Che jeans porteremo in primavera?

Se c’è una certezza a cui ci possiamo appoggiare con gratitudine, è che anche nella prossima primavera porteremo i jeans.

Ovviamente stilisti, giornali, influencer, negozi e siti online cercano di farceli comprare diversi da quelli che abbiamo, perché se c’è un difetto che nessuno può perdonare ai jeans è che durano un sacco. È difficile farli di una qualità così pessima che dopo una stagione siano da buttare. E spessissimo i jeans usati sono più belli di quelli nuovi, oltre che più comodi.

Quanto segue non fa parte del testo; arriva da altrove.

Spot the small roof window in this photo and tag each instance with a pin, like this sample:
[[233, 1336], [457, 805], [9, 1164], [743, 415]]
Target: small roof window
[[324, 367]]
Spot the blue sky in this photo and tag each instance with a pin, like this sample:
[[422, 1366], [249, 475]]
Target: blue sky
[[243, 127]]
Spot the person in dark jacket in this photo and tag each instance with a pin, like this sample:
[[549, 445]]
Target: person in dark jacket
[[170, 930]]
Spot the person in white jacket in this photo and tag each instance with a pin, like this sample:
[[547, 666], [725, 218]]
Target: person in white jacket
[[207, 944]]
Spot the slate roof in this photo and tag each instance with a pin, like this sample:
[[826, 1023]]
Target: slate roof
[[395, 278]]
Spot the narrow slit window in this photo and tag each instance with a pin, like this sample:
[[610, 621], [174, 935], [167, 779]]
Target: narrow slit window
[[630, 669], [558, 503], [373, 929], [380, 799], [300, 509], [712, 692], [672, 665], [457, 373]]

Dunque cosa possiamo prevedere per la prossima primavera?

Resteranno i jeans a vita alta che erano ritornati l’anno scorso, insieme al ritorno generale della vita alta. Resteranno gli skinny, che a dispetto di tutti gli sforzi dei designer e di chi cerca di farci cambiare idea, restano una soluzione versatile e semplice per il vestirsi di tutti i giorni. Resteranno i classici blu scuro, un po’ morbidi ma dritti di gamba, con o senza risvoltino, perché sono un classico e ci sono delle mattine che abbiamo bisogno di qualcosa di conosciuto, sperimentato e sicuro.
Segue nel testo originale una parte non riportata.